In the context of the response of yeast cells to osmotic shocks, in collaboration with the LIFEWARE project team and colleagues from Université Paris Descartes and University of Pavia (Italy), Eugenio Cinquemani has investigated the use of mixed effects-modelling and identification techniques to characterize individual cell dynamics in isogenic cell populations. Mixed-effects models are hierarchical models where parametric response profiles of individuals is subject to inter-individual parameter variability following a common population distribution. Starting from identification approaches in pharmacokinetics, we have developed and applied inference methods to microfluidics data, with a focus on the response of budding yeast to osmotic shocks. Results were described in a publication in PLoS Computational Biology . A study of statistical validation methods for mixed-effects and alternative stochastic modelling paradigms has been presented at the IFAC Conference on Foundations of Systems Biology in Engineering (FOSBE) in Magdeburg . In collaboration with the project-team BIOCORE at Inria Sophia-Antipolis - Méditerranée, the approach is now being investigated for the joint modelling of growth and gene expression in E. coli, based on single-cell microfluidics data from growth arrest-and-restart experiments. Further challenges stemming from this activity toward modelling and identification of extrinsic noise in individual cells are part of the recently started ANR project MEMIP (Section 8.2).
Work on identification and state estimation for single-cell gene network dynamics has been focused on the reconstruction of promoter activity profiles from fluorescent reporter data. In a stochastic, intrinsic noise modelling context, Eugenio Cinquemani addressed the problem of inferring promoter activity statistics over a cell population, such as mean and variance, from analogous statistics of the reporter output, as obtained from so-called population snapshot data. This nontrivial extension of the deterministic promoter activity deconvolution problem from population-average data is the first, crucial step toward reconstruction of promoter activity regulation and inference of stochastic network models. Earlier results, concerning parameter identifiability of stochastic promoter activity models and reconstruction of promoter activity distributions in the special case of single-switch systems, were further developed in a contribution to the HSB conference this year . The relationship between the spectrum of the promoter process (cross-correlation function) and the mean-variance profiles of fluorescent reporter readouts was derived and demonstrated on examples, laying down the bases for a full-blown observability analysis and the development of spectrum estimation methods.

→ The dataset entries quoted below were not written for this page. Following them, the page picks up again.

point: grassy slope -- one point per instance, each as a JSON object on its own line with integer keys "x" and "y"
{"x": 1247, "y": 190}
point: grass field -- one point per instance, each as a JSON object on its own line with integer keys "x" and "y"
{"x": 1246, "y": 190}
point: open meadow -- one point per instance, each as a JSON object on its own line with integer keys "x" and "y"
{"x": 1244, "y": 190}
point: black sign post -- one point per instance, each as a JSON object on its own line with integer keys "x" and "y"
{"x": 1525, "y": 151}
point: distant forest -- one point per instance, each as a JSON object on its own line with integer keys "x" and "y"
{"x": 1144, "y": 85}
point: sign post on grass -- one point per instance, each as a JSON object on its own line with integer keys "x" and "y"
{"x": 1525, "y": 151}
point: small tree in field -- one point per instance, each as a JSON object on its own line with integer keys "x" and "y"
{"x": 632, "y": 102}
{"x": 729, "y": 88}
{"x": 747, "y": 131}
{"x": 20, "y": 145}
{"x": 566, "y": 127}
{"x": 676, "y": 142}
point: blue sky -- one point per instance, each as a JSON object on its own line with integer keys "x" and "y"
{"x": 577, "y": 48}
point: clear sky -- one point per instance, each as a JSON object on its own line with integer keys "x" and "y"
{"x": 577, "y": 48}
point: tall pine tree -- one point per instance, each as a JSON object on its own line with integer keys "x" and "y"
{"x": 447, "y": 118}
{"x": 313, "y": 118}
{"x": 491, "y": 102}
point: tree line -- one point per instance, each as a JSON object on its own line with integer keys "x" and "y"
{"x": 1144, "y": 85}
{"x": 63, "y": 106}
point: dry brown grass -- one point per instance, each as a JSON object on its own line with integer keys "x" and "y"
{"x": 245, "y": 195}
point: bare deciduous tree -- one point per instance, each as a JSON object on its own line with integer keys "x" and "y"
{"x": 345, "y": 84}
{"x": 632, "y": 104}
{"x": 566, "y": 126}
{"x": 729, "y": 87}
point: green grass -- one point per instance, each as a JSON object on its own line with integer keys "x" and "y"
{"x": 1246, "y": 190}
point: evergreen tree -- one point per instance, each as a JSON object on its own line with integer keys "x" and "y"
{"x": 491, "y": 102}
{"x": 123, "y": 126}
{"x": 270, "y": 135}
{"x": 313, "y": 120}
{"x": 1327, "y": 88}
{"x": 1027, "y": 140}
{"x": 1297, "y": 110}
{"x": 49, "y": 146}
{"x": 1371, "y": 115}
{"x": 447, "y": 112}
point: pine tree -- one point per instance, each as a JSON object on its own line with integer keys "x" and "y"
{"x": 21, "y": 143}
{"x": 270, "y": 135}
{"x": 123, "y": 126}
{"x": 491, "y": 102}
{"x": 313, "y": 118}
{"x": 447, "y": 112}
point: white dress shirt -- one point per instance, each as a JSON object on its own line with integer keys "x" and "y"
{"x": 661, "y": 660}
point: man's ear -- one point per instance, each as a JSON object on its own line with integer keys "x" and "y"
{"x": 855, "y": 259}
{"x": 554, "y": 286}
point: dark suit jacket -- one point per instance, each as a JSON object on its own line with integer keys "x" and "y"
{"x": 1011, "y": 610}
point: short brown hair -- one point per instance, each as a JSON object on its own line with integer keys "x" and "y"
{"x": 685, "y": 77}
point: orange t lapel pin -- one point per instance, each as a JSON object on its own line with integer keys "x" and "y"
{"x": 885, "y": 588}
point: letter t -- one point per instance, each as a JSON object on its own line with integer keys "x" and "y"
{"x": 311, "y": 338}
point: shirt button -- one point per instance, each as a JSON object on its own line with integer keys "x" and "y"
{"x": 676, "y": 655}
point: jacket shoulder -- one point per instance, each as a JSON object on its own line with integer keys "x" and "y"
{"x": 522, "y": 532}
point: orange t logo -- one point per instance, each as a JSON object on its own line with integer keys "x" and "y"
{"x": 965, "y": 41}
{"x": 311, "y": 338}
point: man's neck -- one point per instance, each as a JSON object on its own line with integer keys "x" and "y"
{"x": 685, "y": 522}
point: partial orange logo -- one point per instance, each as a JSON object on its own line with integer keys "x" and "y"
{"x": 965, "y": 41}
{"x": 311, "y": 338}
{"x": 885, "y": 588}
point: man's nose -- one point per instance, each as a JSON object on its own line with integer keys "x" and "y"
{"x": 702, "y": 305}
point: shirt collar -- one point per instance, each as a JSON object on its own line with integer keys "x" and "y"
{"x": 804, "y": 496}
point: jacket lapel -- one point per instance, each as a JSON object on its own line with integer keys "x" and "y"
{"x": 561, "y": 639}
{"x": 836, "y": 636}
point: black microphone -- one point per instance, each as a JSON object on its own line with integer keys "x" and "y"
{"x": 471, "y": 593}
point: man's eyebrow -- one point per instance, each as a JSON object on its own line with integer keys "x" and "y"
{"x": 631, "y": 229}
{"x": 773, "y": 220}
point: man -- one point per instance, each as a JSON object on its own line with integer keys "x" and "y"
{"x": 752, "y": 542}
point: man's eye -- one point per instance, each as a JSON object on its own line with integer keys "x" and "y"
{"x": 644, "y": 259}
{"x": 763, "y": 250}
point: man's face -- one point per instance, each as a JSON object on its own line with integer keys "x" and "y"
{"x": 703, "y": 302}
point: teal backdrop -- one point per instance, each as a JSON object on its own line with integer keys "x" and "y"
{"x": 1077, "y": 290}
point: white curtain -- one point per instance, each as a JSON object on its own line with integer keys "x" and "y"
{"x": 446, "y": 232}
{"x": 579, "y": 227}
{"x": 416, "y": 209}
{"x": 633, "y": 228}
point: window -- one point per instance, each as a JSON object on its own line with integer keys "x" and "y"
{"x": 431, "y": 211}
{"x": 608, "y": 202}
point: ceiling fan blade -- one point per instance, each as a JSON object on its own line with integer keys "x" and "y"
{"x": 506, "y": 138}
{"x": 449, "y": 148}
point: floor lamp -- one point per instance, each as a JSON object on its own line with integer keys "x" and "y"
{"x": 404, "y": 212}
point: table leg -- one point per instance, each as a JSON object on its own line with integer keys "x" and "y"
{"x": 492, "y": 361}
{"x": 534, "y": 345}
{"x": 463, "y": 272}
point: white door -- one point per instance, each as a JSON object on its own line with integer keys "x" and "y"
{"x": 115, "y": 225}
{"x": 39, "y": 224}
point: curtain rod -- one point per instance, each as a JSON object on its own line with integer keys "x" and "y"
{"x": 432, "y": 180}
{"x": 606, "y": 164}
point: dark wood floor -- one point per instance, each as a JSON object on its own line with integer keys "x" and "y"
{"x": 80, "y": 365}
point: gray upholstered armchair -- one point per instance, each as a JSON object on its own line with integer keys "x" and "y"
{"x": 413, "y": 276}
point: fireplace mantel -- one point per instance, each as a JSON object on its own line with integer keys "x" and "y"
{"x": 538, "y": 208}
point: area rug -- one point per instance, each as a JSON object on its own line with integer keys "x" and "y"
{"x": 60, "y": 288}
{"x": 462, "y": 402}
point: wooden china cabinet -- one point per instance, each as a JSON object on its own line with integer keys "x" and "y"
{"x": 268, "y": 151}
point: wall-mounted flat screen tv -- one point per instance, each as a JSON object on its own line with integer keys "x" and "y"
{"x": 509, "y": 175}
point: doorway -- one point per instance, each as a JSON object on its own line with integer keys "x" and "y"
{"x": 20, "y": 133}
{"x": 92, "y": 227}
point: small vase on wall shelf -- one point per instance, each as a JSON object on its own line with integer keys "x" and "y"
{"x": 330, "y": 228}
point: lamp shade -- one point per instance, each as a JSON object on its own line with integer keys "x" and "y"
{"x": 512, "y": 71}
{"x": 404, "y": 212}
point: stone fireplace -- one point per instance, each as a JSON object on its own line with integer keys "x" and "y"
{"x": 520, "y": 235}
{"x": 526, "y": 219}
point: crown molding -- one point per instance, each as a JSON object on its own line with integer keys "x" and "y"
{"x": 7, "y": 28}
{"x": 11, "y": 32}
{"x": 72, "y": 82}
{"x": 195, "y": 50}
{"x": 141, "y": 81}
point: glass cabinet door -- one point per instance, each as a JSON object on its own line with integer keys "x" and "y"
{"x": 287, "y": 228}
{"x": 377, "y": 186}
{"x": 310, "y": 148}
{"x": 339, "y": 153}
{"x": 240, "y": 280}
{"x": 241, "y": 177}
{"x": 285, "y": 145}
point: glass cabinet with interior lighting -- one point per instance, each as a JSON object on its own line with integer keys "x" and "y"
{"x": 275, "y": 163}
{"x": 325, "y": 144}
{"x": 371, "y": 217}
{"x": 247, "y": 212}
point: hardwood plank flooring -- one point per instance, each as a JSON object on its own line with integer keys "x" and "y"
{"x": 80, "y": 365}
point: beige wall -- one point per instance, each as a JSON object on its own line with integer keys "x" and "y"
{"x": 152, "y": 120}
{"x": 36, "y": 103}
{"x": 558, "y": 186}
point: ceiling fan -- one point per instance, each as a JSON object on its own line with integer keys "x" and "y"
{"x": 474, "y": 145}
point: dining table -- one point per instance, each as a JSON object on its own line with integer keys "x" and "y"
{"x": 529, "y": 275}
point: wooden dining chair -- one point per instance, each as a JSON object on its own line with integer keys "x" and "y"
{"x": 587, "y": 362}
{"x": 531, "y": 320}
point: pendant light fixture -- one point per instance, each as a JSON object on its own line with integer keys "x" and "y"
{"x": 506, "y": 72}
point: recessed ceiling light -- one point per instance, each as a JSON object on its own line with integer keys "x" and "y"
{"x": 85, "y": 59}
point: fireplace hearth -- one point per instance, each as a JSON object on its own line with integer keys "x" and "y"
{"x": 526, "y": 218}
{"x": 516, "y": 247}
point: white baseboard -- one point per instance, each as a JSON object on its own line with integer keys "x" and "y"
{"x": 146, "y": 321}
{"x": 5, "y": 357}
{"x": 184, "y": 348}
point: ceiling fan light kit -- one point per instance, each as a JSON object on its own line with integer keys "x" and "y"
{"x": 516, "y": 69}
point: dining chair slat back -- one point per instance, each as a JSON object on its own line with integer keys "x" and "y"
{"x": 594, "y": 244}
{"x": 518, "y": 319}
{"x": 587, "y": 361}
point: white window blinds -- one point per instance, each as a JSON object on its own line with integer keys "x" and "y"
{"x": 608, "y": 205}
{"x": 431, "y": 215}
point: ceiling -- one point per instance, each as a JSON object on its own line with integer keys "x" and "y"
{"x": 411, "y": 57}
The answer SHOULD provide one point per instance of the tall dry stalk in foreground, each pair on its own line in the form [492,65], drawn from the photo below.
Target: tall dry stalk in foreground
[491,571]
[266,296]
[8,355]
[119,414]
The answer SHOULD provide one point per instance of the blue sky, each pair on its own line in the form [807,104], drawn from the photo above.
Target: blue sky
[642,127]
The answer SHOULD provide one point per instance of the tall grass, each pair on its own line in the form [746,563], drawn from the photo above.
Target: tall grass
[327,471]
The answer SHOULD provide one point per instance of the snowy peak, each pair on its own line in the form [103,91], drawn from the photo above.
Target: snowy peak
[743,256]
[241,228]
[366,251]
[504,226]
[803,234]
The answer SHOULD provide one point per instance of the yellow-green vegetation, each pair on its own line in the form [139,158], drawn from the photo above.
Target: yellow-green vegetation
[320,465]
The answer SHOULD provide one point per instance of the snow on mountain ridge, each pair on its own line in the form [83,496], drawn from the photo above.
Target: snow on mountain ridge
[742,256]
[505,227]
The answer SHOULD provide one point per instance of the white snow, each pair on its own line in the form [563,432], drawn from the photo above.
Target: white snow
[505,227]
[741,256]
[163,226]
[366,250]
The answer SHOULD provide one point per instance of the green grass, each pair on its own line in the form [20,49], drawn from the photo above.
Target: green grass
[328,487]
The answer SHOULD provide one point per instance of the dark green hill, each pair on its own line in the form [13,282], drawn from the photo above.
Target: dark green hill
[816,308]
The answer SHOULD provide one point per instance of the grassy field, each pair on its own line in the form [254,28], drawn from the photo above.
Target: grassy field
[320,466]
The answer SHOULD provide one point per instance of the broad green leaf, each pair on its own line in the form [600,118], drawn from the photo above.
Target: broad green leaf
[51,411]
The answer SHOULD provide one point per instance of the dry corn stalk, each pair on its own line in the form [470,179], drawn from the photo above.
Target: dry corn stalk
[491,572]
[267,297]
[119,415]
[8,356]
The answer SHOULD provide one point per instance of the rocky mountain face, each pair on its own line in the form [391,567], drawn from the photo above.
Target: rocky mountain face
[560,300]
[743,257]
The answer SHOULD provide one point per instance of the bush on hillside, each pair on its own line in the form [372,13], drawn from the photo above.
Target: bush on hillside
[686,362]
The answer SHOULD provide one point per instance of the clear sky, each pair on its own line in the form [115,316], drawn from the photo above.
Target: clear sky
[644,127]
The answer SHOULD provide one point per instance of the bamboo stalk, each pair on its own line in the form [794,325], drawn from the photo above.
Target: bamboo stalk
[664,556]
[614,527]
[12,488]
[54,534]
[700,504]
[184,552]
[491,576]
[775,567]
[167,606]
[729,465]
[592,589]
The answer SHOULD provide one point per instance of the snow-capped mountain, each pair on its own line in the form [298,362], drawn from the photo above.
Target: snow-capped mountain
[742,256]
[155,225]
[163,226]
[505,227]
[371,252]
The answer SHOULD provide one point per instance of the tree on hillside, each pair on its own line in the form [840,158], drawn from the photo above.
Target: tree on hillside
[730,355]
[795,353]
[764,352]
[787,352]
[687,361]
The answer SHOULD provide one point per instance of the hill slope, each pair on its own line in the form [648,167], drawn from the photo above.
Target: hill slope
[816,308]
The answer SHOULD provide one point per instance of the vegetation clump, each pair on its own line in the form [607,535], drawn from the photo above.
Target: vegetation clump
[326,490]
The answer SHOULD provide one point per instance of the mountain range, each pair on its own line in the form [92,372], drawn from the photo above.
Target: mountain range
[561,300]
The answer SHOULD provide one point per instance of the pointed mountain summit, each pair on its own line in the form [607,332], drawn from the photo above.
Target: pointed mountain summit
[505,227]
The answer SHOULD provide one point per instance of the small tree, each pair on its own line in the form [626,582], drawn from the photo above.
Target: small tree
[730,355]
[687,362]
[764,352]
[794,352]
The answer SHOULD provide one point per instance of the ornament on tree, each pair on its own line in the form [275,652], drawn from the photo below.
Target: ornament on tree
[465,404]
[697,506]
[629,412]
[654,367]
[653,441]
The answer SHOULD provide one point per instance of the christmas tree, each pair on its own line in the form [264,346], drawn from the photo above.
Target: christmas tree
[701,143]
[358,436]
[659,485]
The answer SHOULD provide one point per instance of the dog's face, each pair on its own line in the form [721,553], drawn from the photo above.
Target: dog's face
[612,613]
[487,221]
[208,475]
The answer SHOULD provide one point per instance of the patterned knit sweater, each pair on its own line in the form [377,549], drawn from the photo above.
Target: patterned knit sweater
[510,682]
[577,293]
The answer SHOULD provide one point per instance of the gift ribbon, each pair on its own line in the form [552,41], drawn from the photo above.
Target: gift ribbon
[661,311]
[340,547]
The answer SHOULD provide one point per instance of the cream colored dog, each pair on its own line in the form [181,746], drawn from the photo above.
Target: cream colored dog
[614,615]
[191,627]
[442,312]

The collaboration of Eugenio Cinquemani with Marianna Rapsomaniki (IBM Zurich Research Lab, Switzerland), Zoi Lygerou (University of Patras, Greece) and John Lygeros (ETH Zurich, Switzerland) is moving on to applications of joint work published in Bioinformatics last year. Deployment of the methods developed into an efficient cluster-based software for the inference of protein kinetics in single cells from Fluorescence Recovery After Photobleaching (FRAP) experiments is under study. Exploitation of the same methods for the simulation and analysis of more general biochemical processes in single cells is part of the ongoing research efforts.